By minimizing the above equation with respect to the parameters \(\boldsymbol{\beta}\) we could then obtain an analytical expression for the parameters \(\boldsymbol{\hat\beta_{OLS}}\).

We can add a regularization parameter \(\lambda\) by defining a new cost function to be optimized, that is

\[ {\displaystyle \min_{\boldsymbol{\beta}\in {\mathbb{R}}^{p}}}\frac{1}{n}\vert\vert \boldsymbol{y}-\boldsymbol{X}\boldsymbol{\beta}\vert\vert_2^2+\lambda\vert\vert \boldsymbol{\beta}\vert\vert_2^2 \]

which leads to the Ridge regression minimization problem. (One can require as part of the optimization problem that \(\vert\vert \boldsymbol{\beta}\vert\vert_2^2\le t\), where \(t\) is a finite number larger than zero. We will not implement that in this course.)

a) Expression for Ridge regression#

Show that the optimal parameters

\[ \hat{\boldsymbol{\beta}}_{\mathrm{Ridge}} = \left(\boldsymbol{X}^T\boldsymbol{X}+\lambda\boldsymbol{I}\right)^{-1}\boldsymbol{X}^T\boldsymbol{y}, \]

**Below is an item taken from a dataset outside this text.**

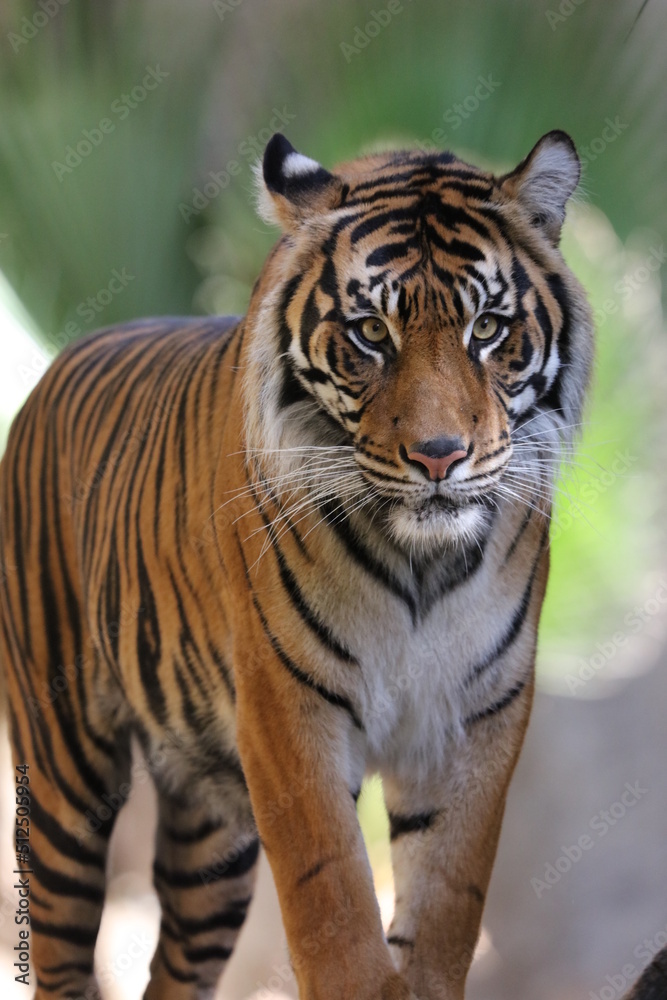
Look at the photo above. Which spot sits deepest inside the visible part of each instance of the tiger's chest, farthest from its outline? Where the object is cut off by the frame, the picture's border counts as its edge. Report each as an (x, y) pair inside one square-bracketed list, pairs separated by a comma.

with \(\boldsymbol{I}\) being a \(p\times p\) identity matrix.

The ordinary least squares result is

\[ \hat{\boldsymbol{\beta}}_{\mathrm{OLS}} = \left(\boldsymbol{X}^T\boldsymbol{X}\right)^{-1}\boldsymbol{X}^T\boldsymbol{y}, \]

Exercise 3 - Scaling data#

import numpy as np
import matplotlib.pyplot as plt
from sklearn.model_selection import train_test_split
from sklearn.preprocessing import StandardScaler
n = 100
x = np.linspace(-3, 3, n)
y = np.exp(-x**2) + 1.5 * np.exp(-(x-2)**2) + np.random.normal(0, 0.1)

a) Adapt your function from last week to only include the intercept column if the boolean argument intercept is set to true.

def polynomial_features(x, p, intercept=False):
    n = len(x)
    X = np.zeros((n, p + 1))
    #X[:, 0] = ...
    #X[:, 1] = ...
    #X[:, 2] = ...
    # could this be a loop?
def polynomial_features(x, p, intercept=False):
    n = len(x)
    X = np.zeros((n, p))
    X[:, 0] = x[:]
    X[:, 1] = x**2
    X[:, 2] = x**3
    return X

b) Split your data into training and test data(80/20 split)

X = polynomial_features(x, 3)
X_train, X_test, y_train, y_test = train_test_split(X, y, test_size=0.2)
x_train = X_train[:, 0] # These are used for plotting
x_test = X_test[:, 0] # These are used for plotting

c) Scale your design matrix with the sklearn standard scaler, though based on the mean and standard deviation of the training data only.

scaler = StandardScaler()
scaler.fit(X_train)
X_train_s = scaler.transform(X_train)
X_test_s = scaler.transform(X_test)
y_offset = np.mean(y_train)

Exercise 4 - Implementing Ridge Regression#

a) Implement a function for computing the optimal Ridge parameters using the expression from 2a).

def Ridge_parameters(X, y):
    # Assumes X is scaled and has no intercept column
    return np.linalg.inv(X.T @ X) @ X.T @ y

beta = Ridge_parameters(X_train_s, y_train)

b) Fit a model to the data, and plot the prediction using both the training and test x-values extracted before scaling, and the y_offset.

plt.plot(x, y)
plt.scatter(x_train, X_train_s @ beta + y_offset)
plt.scatter(x_test, X_test_s @ beta + y_offset)
<matplotlib.collections.PathCollection at 0x113e21950>
_images/cb756715680fbe8cbf1d070371bf3950695ddf24b29ecb476c48fb9e559af08e.png

Exercise 4 - Testing multiple hyperparameters#

a) Compute the MSE of your ridge model for polynomials of degrees 1 to 5 with lambda set to 0.01. Plot the MSE as a function of polynomial degree.

b) Compute the MSE of your ridge model for a polynomial with degree 3, and with lambdas from \(10^{-1}\) to \(10^{-5}\) on a logarithmic scale. Plot the MSE as a function of lambda.

c) Compute the MSE of your ridge model for polynomials of degrees 1 to 5, and with lambdas from \(10^{-1}\) to \(10^{-5}\) on a logarithmic scale. Plot the MSE as a function of polynomial degree and lambda using a heatmap.